Not a lawyer, but 1) consider that sharing flyers is the normal use of the thing, and it's precisely what the business wants, to have their marketing spread to whoever needs them. 2) Doubt there's a law that whatever permission you implicitly granted by personally handing your work is revoked as soon as they find a way to make money from it. 3) This is kind of Groupon's business model: to group coupons (which business flyers also typically are). It benefited the businesses and I don't think Groupon needed to pay the businesses for a copyright license to do them the favor of furthering their marketing. Rather Groupon got better deals from the businesses because Groupon had better reach. They had better reach because people that wanted coupons to save money could just buy the little booklet instead of driving around collecting one or two at different locations.

1 comments

You're confusing distribution with copyright. Even free flyers or public YouTube videos are copyrighted. If you draw a flyer then I use that flyer as a cover for a book I'm selling, you will likely win in court. (I say likely because it's up to the judge, but there's a lot of case law here.)

> permission you implicitly granted

There is nothing you implicitly grant anyone, except for ownership (which is explicit, because I gave the thing to you).

If you've been following pop news there's actually a really interesting parallel to this in the lego case. Assuming the legos were consigned, assuming they were physically transferred with the store when the ownership changed, and assuming the new owners or sellers knew or had cause to know that they were consigned goods... the new owners of the store had absolutely no right to claim them as their property.

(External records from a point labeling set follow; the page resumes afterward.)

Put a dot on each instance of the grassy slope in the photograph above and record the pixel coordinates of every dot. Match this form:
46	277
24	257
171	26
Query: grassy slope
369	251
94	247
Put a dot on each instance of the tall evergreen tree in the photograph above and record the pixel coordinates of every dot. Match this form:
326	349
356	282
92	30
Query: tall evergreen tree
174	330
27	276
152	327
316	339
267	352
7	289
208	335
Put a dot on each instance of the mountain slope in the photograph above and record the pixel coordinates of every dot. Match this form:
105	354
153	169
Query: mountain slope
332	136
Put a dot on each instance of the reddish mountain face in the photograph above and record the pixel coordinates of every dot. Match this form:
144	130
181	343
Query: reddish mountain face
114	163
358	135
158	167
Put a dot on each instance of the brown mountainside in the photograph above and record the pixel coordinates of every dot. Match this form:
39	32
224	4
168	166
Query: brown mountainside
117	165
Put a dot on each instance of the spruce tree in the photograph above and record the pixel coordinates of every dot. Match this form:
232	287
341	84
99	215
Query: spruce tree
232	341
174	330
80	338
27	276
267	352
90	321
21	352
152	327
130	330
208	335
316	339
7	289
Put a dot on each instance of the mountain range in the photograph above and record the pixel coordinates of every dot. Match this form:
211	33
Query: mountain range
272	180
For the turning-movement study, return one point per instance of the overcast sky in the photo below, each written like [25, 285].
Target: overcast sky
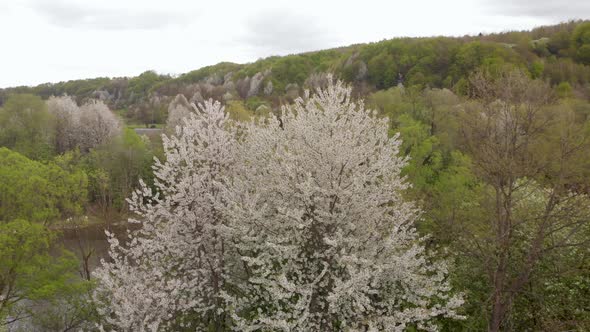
[57, 40]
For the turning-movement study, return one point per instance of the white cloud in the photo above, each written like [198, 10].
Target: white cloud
[57, 40]
[111, 16]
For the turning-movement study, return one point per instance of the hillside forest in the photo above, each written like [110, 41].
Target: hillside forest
[437, 184]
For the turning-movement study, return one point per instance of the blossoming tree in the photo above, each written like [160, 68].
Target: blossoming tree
[327, 239]
[290, 224]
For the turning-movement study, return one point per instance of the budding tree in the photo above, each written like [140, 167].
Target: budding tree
[171, 272]
[178, 110]
[326, 239]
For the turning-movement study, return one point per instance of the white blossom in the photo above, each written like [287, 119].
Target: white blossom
[319, 219]
[290, 224]
[173, 267]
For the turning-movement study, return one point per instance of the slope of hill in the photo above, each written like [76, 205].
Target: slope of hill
[555, 53]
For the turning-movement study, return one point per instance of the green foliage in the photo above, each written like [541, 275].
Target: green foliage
[38, 192]
[237, 111]
[27, 269]
[581, 43]
[114, 170]
[564, 90]
[27, 127]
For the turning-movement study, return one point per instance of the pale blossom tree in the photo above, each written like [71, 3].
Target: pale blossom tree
[67, 122]
[326, 239]
[170, 273]
[84, 127]
[178, 110]
[296, 224]
[97, 125]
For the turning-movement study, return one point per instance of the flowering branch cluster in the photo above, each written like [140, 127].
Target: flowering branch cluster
[294, 223]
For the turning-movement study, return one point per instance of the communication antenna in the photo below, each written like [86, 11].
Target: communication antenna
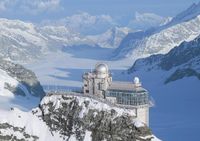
[137, 82]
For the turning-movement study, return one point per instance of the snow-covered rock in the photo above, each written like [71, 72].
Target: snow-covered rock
[73, 117]
[183, 27]
[182, 61]
[111, 38]
[18, 80]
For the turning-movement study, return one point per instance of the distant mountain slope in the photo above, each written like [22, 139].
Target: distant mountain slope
[23, 42]
[111, 38]
[182, 61]
[183, 27]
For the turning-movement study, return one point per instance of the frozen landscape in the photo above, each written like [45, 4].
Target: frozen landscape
[52, 56]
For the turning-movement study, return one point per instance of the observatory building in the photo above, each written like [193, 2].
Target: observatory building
[128, 94]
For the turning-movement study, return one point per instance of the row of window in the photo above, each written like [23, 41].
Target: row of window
[129, 98]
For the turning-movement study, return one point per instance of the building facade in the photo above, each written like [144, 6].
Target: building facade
[131, 94]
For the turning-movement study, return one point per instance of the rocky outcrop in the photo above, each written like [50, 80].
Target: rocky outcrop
[75, 116]
[14, 133]
[25, 77]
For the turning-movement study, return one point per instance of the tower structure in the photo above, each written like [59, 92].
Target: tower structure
[128, 94]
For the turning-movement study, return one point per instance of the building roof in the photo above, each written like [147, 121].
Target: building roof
[125, 86]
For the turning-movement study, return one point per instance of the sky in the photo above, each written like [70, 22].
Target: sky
[39, 10]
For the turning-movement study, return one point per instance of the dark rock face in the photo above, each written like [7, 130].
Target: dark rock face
[73, 116]
[183, 61]
[24, 76]
[181, 73]
[10, 137]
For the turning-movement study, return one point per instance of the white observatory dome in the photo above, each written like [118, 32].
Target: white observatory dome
[136, 80]
[101, 68]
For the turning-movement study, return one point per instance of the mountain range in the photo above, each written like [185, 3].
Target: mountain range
[183, 27]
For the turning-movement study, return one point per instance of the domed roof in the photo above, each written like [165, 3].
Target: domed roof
[101, 68]
[136, 80]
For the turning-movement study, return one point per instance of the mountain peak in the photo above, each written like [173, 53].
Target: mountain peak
[192, 12]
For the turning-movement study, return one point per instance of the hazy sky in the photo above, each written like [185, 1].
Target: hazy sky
[39, 10]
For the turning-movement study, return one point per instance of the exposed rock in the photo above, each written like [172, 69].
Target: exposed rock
[26, 77]
[76, 115]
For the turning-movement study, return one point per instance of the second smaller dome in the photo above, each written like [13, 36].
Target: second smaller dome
[101, 68]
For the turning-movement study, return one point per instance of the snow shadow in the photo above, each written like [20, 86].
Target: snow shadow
[76, 74]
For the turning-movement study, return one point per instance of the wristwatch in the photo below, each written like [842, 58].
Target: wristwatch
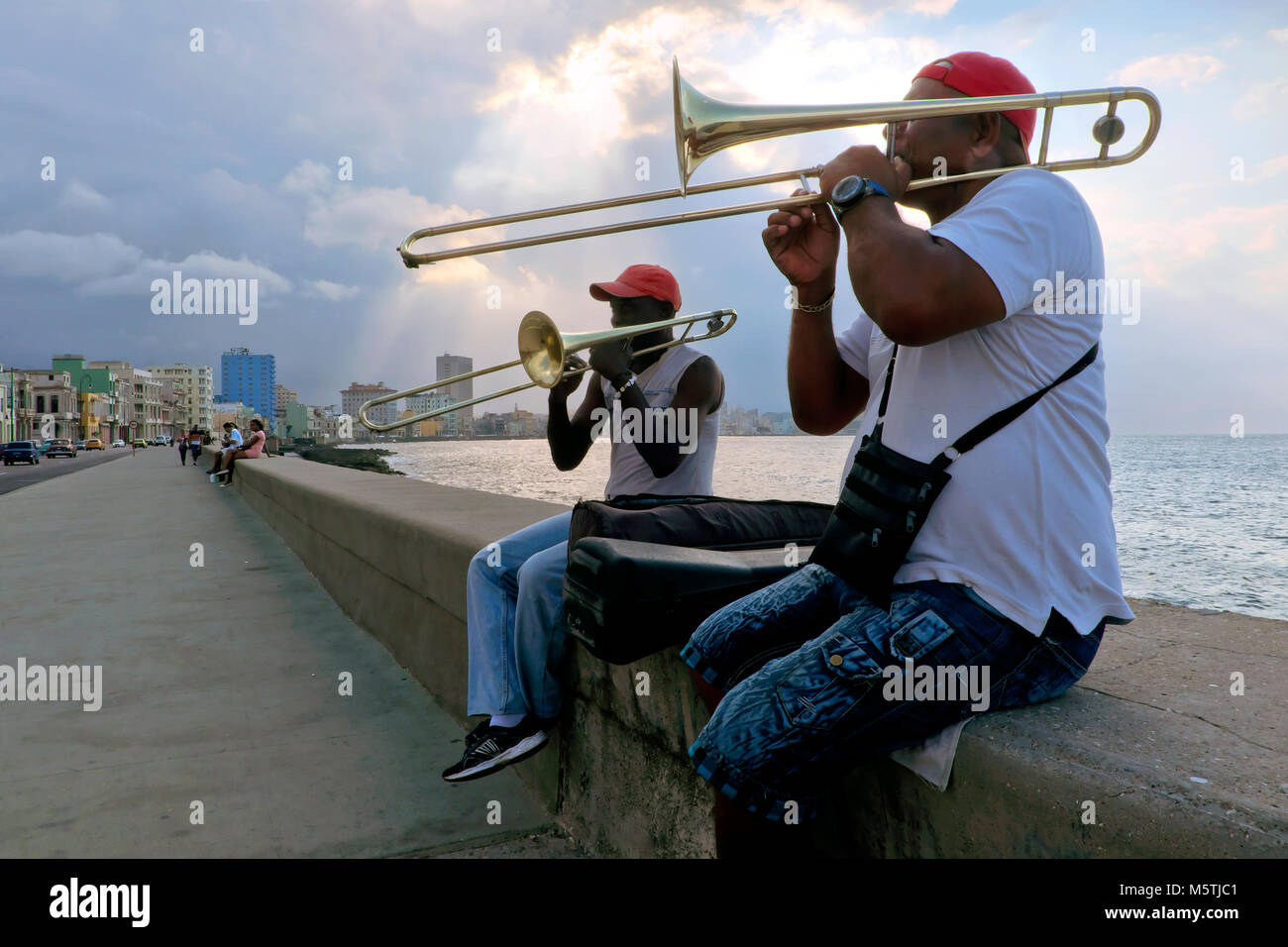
[850, 191]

Just because you physically have something it doesn't mean you own it - if you've ever heard that famously oversimplified saying "Possession is 9/10ths of the law" both consignment and distribution with limited rights are cases where we're talking about that last tenth.
Totally correct, though I do think a contract was signed in the LEGO case you're referencing. So "common law 9/10ths" doesn't even come into play here because people signed stuff.